Friday, December 28, 2007

In a Prescient Interview, Bhutto Fingered Assassination Suspects

By Sarah Lai Stirland December 27, 2007 | 3:59:21 PM

The world reacted with horror today at the cold-blooded assassination of Pakistan's former prime minister and opposition leader Benazir Bhutto.

Heading up the populist Pakistan People's Party, Bhutto was a leading contender in the country's general election, which was scheduled for January 8.

In this YouTube clip below from a November 3 Al Jazeera interview with British television presenter Sir David Frost, Bhutto discusses who she thought was responsible for the prior assassination attempt on her. (She even discusses the fact that her kids found out about the attempt before their father could tell them through text messages from their friends.)

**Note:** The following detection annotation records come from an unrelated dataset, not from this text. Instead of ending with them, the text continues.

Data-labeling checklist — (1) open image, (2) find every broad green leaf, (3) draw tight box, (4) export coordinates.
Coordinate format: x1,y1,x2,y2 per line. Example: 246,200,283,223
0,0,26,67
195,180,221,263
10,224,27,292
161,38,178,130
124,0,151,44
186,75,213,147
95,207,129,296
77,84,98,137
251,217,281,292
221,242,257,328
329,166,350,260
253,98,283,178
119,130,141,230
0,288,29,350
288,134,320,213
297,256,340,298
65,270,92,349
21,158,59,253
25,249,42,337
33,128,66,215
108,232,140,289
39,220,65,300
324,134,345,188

Bhutto said at the time that the assassins could have come from "a gang from the Afganistan warlord Baitullah Mehsud, or Hamza bin Laden the son of Osama bin Laden, or the Pakistani Taliban in Islamabad, or by a group in Karachi."

"I sent back a letter [to President Pervez Musharraf] saying that while these groups may be used, I thought it was more important to go after the people who supported them, who organize them, who could possibly be the financers, or the organizers of the finance for those groups and I named three individuals who I thought could be their sympathizers," she said.